Last week, after my Naryn/Tash Rabat/Son-Kul adventure, I spent several days on Issyk-Kul attending a conference. Tourists packed the northern shore. This was a record year for tourism in Kyrgyzstan and the effect was particularly seen on Issyk-Kul.

“For the first time ever, I saw private home put up ‘no vacancy’ signs,” my Kyrgyz colleague Maria told me.

Those connected with tourism raked in the cash during the short three-month season. Even in Bishkek, the Issyk-Kul influence is felt.

“Where is everyone?” I asked a market vendor yesterday. There were hardly any buyers for a Saturday afternoon.
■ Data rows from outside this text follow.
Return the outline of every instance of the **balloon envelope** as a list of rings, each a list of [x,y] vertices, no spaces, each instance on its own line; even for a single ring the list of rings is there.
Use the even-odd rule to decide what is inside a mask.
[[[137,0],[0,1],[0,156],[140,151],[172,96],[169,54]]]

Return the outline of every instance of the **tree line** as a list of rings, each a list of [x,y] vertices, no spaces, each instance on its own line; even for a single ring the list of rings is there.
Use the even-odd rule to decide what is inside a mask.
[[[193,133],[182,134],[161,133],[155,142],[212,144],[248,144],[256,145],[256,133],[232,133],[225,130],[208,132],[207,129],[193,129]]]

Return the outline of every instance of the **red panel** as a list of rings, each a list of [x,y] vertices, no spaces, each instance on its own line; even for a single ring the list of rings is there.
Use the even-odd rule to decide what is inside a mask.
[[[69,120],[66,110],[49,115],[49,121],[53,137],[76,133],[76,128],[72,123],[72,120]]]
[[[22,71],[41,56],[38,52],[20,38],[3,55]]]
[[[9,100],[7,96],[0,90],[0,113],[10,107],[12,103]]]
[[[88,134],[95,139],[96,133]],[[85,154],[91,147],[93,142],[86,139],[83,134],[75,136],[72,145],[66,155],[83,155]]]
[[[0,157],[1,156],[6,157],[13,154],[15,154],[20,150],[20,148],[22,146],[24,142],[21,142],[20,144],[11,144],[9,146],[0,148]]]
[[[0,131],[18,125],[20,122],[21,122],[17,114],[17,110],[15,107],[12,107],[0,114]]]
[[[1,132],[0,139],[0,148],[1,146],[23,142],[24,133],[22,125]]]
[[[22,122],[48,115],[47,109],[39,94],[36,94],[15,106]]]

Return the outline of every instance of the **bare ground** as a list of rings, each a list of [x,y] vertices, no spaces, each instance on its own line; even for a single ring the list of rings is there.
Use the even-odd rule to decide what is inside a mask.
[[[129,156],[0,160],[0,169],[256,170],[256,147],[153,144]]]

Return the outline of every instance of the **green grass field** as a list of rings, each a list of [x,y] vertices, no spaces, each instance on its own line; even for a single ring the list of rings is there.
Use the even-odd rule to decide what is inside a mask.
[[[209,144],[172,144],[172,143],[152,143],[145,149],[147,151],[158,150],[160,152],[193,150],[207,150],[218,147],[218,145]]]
“They are all at Issyk-Kul,” she said.

Within the next two weeks, the season will die down, school will begin, and people will return from vacation. Then the country will get back to work and to preparing for fall weddings.

Yesterday, while I was shopping at my local market, the beauty caught my breath. The colorful piles of tomatoes, green and red peppers, purple eggplant, yellow peaches, green apples, purple and green grapes, mounds of green onions and spices, fluffy heads of lettuce, round and oblong melons, red strawberries and the standard gold, brown and orange of the onions, potatoes, and carrots shimmered in a rainbow of color. I saw the full abundance that the Kyrgyz soil could produce and I felt awe, especially when I recognized this is only the beginning.
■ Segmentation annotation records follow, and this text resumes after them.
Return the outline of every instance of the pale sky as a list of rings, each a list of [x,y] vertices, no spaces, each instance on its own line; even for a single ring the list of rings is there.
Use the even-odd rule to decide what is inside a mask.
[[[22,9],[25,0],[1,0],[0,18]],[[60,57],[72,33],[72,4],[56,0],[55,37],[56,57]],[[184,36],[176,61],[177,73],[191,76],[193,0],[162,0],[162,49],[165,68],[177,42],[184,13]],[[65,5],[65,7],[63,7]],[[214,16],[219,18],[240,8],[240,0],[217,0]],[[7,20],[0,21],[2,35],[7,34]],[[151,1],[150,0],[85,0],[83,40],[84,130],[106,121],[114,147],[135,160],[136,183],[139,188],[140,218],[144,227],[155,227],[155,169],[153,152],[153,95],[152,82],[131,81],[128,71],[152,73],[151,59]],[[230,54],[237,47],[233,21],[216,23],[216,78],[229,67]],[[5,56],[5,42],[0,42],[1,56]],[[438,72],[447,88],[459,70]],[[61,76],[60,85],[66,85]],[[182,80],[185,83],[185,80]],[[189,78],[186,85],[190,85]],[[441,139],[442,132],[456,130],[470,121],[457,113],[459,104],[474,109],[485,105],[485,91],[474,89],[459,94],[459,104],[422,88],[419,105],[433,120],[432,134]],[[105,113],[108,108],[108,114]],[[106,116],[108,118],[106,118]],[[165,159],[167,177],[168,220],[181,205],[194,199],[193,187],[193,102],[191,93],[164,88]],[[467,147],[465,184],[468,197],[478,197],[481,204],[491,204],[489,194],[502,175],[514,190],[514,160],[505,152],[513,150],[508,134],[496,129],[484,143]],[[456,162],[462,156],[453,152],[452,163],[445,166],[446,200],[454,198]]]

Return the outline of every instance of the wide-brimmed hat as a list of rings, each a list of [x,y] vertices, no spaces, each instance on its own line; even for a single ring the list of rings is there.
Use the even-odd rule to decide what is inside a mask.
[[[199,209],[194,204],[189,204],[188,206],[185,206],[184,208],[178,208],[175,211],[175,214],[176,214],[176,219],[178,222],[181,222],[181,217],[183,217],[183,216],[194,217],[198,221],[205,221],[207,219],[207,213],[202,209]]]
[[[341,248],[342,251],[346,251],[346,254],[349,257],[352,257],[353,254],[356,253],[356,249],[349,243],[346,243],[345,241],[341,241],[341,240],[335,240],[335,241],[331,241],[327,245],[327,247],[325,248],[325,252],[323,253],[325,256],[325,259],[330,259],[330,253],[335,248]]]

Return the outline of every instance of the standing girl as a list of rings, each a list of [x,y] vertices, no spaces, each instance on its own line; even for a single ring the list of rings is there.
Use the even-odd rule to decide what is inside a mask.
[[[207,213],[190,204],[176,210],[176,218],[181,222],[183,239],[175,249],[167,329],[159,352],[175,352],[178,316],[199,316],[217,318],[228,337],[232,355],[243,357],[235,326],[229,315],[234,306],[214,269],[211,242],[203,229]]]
In the coming months, the wooden stands will remain stocked with beautiful, shining piles of fruits and vegetables. And amidst such a bounty, I understood why so many families plan weddings and other large celebrations for the fall. With the cattle fattened after months on the jailoo, and the fields dripping with produce, the locals are only taking advantage of their riches.


As I prepare to leave on an extended trip, I look at Bishkek more carefully. I notice the ad for Inexim bank over a bus stand on Chui prospect, the first advertisement of its kind. I see the Turkish department store/supermarket/movie theater that opened, bringing modern shopping to Kyrgyzstan. I see the wide-screen TV playing on a central street, broadcasting a program on butterflies. I joined those leaning against the railing and looked up at the advanced technology. I see the salaries rising due to competition for smart, educated young people. And even when my electricity most annoyingly goes out, and I have to spend my evening in candlelight, I appreciate how I can prop my door open with a shoe and not worry about criminals coming in. For those who are employed, Bishkek is a beautiful, safe, comfortable, green, modern and very pleasant place to live. Of course, I still love Osh. But I think this city is growing on me.

In my dark apartment, I try to imagine myself in Managua one week from now. It seems so far, so distant, and so foreign. I try to imagine myself speaking to locals, maneuvering the streets, sleeping in a Nicaraguan bed, eating local food. And I just can’t see it.